Comparing the Solutions
Where does the Mobility Express solution fit in with the existing solutions? Many of us are familiar with the traditional controller based deployment. You either deploy a local controller to support a building or deploy a centralized controller that supports multiple sites using FlexConnect mode APs. This solution scales well for large numbers of sites/APs but when you look at sites that might only have a handful of APs with limited IT services it no longer appears to work well. What would be the solution for a smaller site? You could certainly deploy a 2504 smaller controller or you could go with autonomous APs.

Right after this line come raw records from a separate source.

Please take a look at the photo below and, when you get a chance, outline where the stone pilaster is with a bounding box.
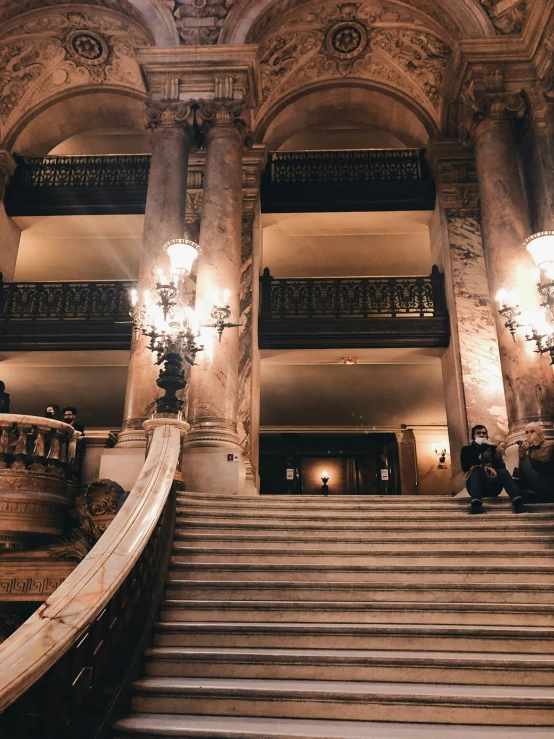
[468,92,554,437]
[428,142,508,490]
[521,82,554,232]
[0,150,21,281]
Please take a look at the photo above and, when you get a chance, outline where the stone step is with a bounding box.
[170,546,549,566]
[172,533,554,552]
[167,562,554,584]
[129,676,554,725]
[113,713,554,738]
[165,579,554,604]
[175,510,554,523]
[159,599,554,627]
[143,646,554,686]
[176,494,554,510]
[153,621,554,653]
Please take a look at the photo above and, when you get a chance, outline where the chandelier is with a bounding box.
[129,238,241,414]
[497,232,554,364]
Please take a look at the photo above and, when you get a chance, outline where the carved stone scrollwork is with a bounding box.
[196,100,251,144]
[48,478,126,561]
[480,0,528,35]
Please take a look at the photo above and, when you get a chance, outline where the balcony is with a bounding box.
[261,149,436,213]
[0,278,133,350]
[5,149,436,217]
[259,267,449,349]
[0,270,449,351]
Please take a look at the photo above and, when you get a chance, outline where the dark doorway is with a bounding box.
[259,433,401,495]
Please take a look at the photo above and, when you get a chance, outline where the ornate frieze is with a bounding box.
[0,7,149,129]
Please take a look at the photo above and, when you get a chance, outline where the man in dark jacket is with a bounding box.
[460,425,529,514]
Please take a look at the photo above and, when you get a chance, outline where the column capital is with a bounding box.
[143,100,199,145]
[460,90,527,143]
[196,99,251,144]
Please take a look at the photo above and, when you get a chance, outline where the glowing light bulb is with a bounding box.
[223,289,231,306]
[130,289,138,307]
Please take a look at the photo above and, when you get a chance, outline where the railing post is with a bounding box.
[260,267,273,318]
[430,264,447,316]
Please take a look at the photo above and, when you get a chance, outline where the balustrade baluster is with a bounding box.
[12,426,32,470]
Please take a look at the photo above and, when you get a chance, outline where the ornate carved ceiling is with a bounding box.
[251,0,453,131]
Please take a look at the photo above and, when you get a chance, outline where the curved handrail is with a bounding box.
[0,416,186,712]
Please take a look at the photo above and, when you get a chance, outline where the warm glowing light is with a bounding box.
[524,231,554,269]
[130,288,138,307]
[165,238,200,278]
[321,470,329,479]
[223,289,231,306]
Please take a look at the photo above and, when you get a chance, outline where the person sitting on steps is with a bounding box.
[460,424,530,515]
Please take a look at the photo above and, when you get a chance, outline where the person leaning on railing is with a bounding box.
[460,424,530,515]
[0,381,10,413]
[513,422,554,502]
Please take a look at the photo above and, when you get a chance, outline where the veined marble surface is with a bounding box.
[0,413,76,434]
[237,215,254,460]
[0,418,186,712]
[446,212,508,441]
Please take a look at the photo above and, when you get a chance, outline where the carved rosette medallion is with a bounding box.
[325,19,368,60]
[66,29,108,66]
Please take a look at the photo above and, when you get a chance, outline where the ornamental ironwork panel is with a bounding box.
[12,156,151,188]
[262,275,437,319]
[0,281,134,321]
[268,149,424,184]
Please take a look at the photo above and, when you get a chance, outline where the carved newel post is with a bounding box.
[469,91,554,438]
[182,101,249,495]
[118,101,197,447]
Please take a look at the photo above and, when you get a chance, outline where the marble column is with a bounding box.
[428,143,508,491]
[471,94,554,438]
[0,151,20,281]
[118,101,196,448]
[521,88,554,231]
[182,102,248,495]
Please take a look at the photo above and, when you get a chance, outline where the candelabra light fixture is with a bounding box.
[496,232,554,365]
[433,441,450,466]
[321,470,330,495]
[201,290,242,342]
[129,238,242,414]
[129,238,205,415]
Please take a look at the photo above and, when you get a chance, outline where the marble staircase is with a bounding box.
[114,493,554,738]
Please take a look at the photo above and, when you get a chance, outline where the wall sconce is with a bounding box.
[201,289,241,342]
[497,232,554,364]
[321,470,329,495]
[433,442,450,467]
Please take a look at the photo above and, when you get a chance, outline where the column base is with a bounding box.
[181,446,246,496]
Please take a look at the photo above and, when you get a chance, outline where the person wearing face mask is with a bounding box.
[460,425,529,515]
[513,422,554,501]
[44,404,62,421]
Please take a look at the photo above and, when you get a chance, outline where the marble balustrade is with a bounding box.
[0,417,186,712]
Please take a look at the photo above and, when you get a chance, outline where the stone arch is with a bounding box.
[222,0,495,46]
[6,87,146,154]
[255,80,439,148]
[0,4,152,149]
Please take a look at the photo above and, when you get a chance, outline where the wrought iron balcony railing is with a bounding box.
[11,155,151,189]
[0,278,133,350]
[267,149,426,185]
[259,267,449,349]
[0,279,134,320]
[261,268,445,319]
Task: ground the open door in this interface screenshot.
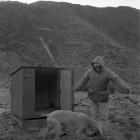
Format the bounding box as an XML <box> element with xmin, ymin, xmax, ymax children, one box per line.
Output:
<box><xmin>60</xmin><ymin>69</ymin><xmax>74</xmax><ymax>111</ymax></box>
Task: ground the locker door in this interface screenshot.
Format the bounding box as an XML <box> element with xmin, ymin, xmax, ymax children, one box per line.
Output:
<box><xmin>11</xmin><ymin>69</ymin><xmax>23</xmax><ymax>118</ymax></box>
<box><xmin>60</xmin><ymin>69</ymin><xmax>74</xmax><ymax>110</ymax></box>
<box><xmin>23</xmin><ymin>68</ymin><xmax>35</xmax><ymax>119</ymax></box>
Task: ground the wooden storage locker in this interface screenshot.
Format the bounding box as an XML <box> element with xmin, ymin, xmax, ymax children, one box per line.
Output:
<box><xmin>11</xmin><ymin>67</ymin><xmax>74</xmax><ymax>119</ymax></box>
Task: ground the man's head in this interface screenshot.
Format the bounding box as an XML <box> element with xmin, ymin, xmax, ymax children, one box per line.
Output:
<box><xmin>91</xmin><ymin>56</ymin><xmax>104</xmax><ymax>73</ymax></box>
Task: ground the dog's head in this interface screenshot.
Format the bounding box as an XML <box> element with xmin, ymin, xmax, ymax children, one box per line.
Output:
<box><xmin>38</xmin><ymin>117</ymin><xmax>55</xmax><ymax>139</ymax></box>
<box><xmin>89</xmin><ymin>119</ymin><xmax>103</xmax><ymax>136</ymax></box>
<box><xmin>86</xmin><ymin>127</ymin><xmax>101</xmax><ymax>137</ymax></box>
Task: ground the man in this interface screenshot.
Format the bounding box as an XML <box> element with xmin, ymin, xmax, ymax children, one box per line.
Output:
<box><xmin>73</xmin><ymin>56</ymin><xmax>130</xmax><ymax>135</ymax></box>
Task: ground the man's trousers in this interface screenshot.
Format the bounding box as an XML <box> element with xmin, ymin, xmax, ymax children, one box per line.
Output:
<box><xmin>89</xmin><ymin>100</ymin><xmax>109</xmax><ymax>133</ymax></box>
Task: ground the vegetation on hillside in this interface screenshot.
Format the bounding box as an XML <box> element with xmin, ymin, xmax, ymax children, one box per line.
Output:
<box><xmin>0</xmin><ymin>1</ymin><xmax>139</xmax><ymax>84</ymax></box>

The problem with autonomous APs is that now you have to manage those individually and possibly setup WDS to support roaming. Deploying a 2504 means another network connected device, rack/closet space, etc. I suppose I should mention converged access here too probably but I haven’t seen many people actually go that route. There are quite a few design concerns with converged but we’ll leave that for another post.
What Is the Benefit?
So I guess where does that put the benefit of the Mobility Express solution? When we look at who would be deploying this solution: the leaner IT shops. It provides a way for on premises controller based solutions that doesn’t break the budget. This is where ME wins big, you get support up to 25 APs with no licenses. There are no “renewals” to worry about that brick your device if you stop paying, no hardware other than an AP that needs supporting, and a single point for management. For a lean IT shop the ME solution is an easy to deploy system by broadcasting a provisioning SSID that allows you to wireless connect to the AP and drops the need of the serial console cable.
What about Meraki?
OK, we’ve gotten this far and you probably are thinking this is a great SMB play and didn’t Cisco spend an insane amount of money on a company that had a solution for that market already? Yes, yes they did. But the thing is that solution doesn’t work everywhere, there are locations that can’t have their infrastructure managed by an external service or don’t have Internet connectivity period.
To Deploy or Not Deploy?
I think the ME solution fills a definite need in the Cisco product portfolio, something other vendors yes have already realized but it’s great we have another vendor building solutions as well, competition fosters innovation does it not? At the end of the day everything comes down to what is the appropriate solution for your needs.